If we take petrol at £1.60, this means you have 82.8p per litre of tax - just over 50%. This is 17p odd more in tax than when the fuel price was £1.30.
Given the Petrol Retailers Association says we buy around 38 billion litres of Petrol and Diesel combined, that 17p is about £6.5 billion more in revenue per year, or nearly £600m per month in tax revenue for the Government. Diesel prices are up to 10p higher, so this is an underestimate in all likelihood.
This increase is very inflationary in the short term, because the price goes up for transport, end prices for goods also go up substantially. Normally, you would see tax rises as anti-inflationary as they reduce demand, but for goods whose purchase are necessary inputs, this argument does not hold so much water. Less travel and less deliveries of goods will reduce economic activity in the long-term causing a recession but still cause a short-term bump in inflation. Great.
The Government could easily reduce fuel duty by 5p in its Spring statement next week and help the country through its fuel price crisis. It cannot do this so easily on residential gas, which will mean home bills will remain high. All the more reason to help out with energy costs somewhere for consumers.
Reducing by 5p the fuel duty still means the Government revenues will be going up during the year from what was expected at the last budget, where prices were £1.42 on average which is well below where they will be in terms of 2022 predictions. Some analysts say £2 diesel is only a couple of weeks away as so much (33%) of our retail diesel was imported from Russia.

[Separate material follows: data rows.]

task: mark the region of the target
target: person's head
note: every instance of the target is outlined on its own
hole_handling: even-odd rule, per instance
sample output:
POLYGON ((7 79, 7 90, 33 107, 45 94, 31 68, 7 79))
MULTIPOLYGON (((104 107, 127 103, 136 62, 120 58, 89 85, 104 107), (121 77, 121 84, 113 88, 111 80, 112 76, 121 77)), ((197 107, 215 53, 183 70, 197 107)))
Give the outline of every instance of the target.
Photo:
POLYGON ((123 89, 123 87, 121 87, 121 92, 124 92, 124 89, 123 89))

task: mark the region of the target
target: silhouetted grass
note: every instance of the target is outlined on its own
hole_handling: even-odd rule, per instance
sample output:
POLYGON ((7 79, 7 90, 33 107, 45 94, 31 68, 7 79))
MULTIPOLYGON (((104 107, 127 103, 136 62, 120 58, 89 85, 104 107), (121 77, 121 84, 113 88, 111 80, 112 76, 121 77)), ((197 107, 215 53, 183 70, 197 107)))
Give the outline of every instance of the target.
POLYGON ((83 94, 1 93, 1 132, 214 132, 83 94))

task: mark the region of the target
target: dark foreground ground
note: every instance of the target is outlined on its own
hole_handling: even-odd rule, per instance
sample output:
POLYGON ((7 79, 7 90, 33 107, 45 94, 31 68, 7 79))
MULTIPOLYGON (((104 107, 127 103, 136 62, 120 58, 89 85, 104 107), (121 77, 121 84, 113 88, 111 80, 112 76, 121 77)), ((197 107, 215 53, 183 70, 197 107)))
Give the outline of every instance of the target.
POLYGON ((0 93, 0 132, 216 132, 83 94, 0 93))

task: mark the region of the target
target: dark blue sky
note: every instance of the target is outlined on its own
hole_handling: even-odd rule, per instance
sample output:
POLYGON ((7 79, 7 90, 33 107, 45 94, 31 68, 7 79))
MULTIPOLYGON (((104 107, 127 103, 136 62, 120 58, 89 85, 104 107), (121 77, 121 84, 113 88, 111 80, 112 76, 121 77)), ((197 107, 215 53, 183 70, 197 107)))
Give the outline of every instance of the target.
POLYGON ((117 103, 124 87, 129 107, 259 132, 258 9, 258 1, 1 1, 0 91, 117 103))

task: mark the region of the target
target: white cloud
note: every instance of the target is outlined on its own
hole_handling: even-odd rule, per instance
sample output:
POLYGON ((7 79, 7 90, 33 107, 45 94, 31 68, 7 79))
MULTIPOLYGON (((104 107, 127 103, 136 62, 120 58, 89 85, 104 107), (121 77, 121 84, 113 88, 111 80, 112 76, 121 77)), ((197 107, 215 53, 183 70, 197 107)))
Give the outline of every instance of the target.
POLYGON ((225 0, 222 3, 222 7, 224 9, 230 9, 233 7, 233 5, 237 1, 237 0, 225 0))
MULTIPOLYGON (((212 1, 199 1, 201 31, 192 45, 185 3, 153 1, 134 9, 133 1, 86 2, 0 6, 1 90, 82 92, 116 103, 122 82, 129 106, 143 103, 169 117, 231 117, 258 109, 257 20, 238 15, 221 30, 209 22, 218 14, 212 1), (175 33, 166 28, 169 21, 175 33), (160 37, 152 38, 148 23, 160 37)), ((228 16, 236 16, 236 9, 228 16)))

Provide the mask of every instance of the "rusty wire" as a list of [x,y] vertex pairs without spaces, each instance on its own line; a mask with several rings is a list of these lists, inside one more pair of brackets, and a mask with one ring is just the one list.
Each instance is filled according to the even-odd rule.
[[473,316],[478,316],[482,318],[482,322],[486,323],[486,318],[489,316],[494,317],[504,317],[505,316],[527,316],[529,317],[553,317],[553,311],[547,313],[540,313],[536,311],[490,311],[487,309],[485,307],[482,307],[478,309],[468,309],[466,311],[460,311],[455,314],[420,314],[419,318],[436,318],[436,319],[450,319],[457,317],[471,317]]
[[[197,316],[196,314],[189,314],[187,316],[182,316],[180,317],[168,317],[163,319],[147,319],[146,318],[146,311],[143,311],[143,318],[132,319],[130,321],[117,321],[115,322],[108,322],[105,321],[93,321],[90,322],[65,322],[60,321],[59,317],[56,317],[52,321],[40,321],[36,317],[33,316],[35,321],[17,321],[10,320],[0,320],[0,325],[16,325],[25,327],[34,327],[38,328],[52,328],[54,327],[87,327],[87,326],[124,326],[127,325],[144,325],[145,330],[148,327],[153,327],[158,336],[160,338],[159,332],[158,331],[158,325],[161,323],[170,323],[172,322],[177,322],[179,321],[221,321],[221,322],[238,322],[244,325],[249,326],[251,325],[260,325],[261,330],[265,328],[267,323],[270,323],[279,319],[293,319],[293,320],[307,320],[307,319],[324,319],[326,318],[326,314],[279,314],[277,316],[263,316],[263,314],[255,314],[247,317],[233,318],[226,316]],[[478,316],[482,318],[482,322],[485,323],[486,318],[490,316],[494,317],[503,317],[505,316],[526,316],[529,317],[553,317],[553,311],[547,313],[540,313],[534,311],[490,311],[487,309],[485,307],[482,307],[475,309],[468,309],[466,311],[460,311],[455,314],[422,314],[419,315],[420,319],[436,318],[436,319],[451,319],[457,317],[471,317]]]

Of course, the Government is less keen on telling everyone that due to the rise it must keep raising Vehicle Excise Duty. Currently electric vehicles are 33% of all new cars sold and with Fuel costs at this price, this is only going to go up. (Although, with home energy costs rising 200%+, the differential benefit in cost terms to electric is still reducing, but overall worth it).
Longer term, all this means we must move to road pricing or back to higher taxes on car ownership and less on the usage. Hard times for an eco-loon Government intent on pushing everyone electric.
But now is the time to commission the long-term review whilst alleviating the short-term issues - a free popularity boost to the battered Government too.